CITAS

Hay días que amanecen sólo para que uno pueda seguir soñando. Días en los que uno siente que el lance merece la pena, que el latido sigue ahí y que ni puedes ni quieres prescindir de él, que es posible derrotar miedos y vencer temores. Días en los que la magia de una sonrisa acude para salvar tu alma. Días en los que un gesto cómplice o una mirada en eterna sorpresa son capaces de ordenar el desorden de tu mundo puesto del revés. Días en los no cabe más la ternura. Días en los que el tiempo se detiene y el resto del universo carece de toda importancia.

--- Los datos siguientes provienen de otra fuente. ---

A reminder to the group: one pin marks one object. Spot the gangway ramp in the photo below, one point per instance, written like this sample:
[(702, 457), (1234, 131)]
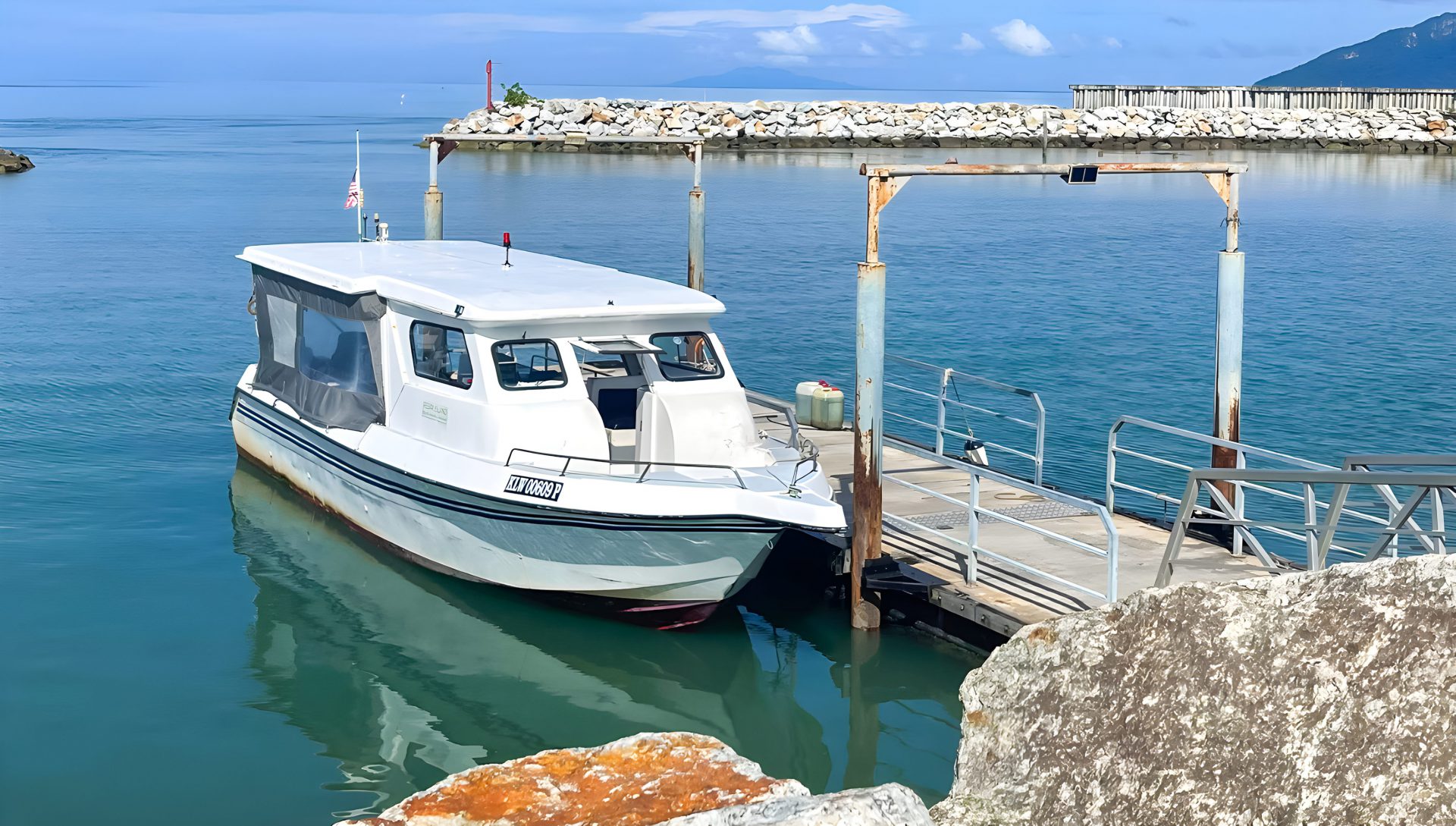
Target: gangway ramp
[(1040, 552)]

Hay días en los que uno se alegra de estar vivo. O de que exista alguien que le haga sentirse así. Vivo. (Pedro de Paz)






sábado, 7 de enero de 2012

UN CUARTO DE HORA



 

 Después de una larga vida con María, en el fatídico día de su entierro, recuerdo los momentos en que nos conocimos.

Un cuarto de hora, fue el tiempo que duró nuestro primer encuentro, un segundo fue suficiente para enamorarme de ella. No sé exactamente lo que me cautivó de María, si su aire de autosuficiencia o ese halo de misterio que la envolvía. Lo cierto es que en cuanto cruzó la puerta de mi despacho, los latidos de mi corazón no me dejaron oír sus palabras:
—¿Cómo decía, señorita?
            —¿Puedo pasar?
            —Sí, perdone. Por favor, siéntese. ¿Es usted María Delgado?
Mientras asentía con la cabeza, entró y se dirigió con paso seguro hacia el asiento que le estaba señalando.
—Mi nombre es Fabricio Poncela y soy el encargado de hacerle la entrevista.―añadí sin mucha convicción, estimando que la información era demasiado evidente.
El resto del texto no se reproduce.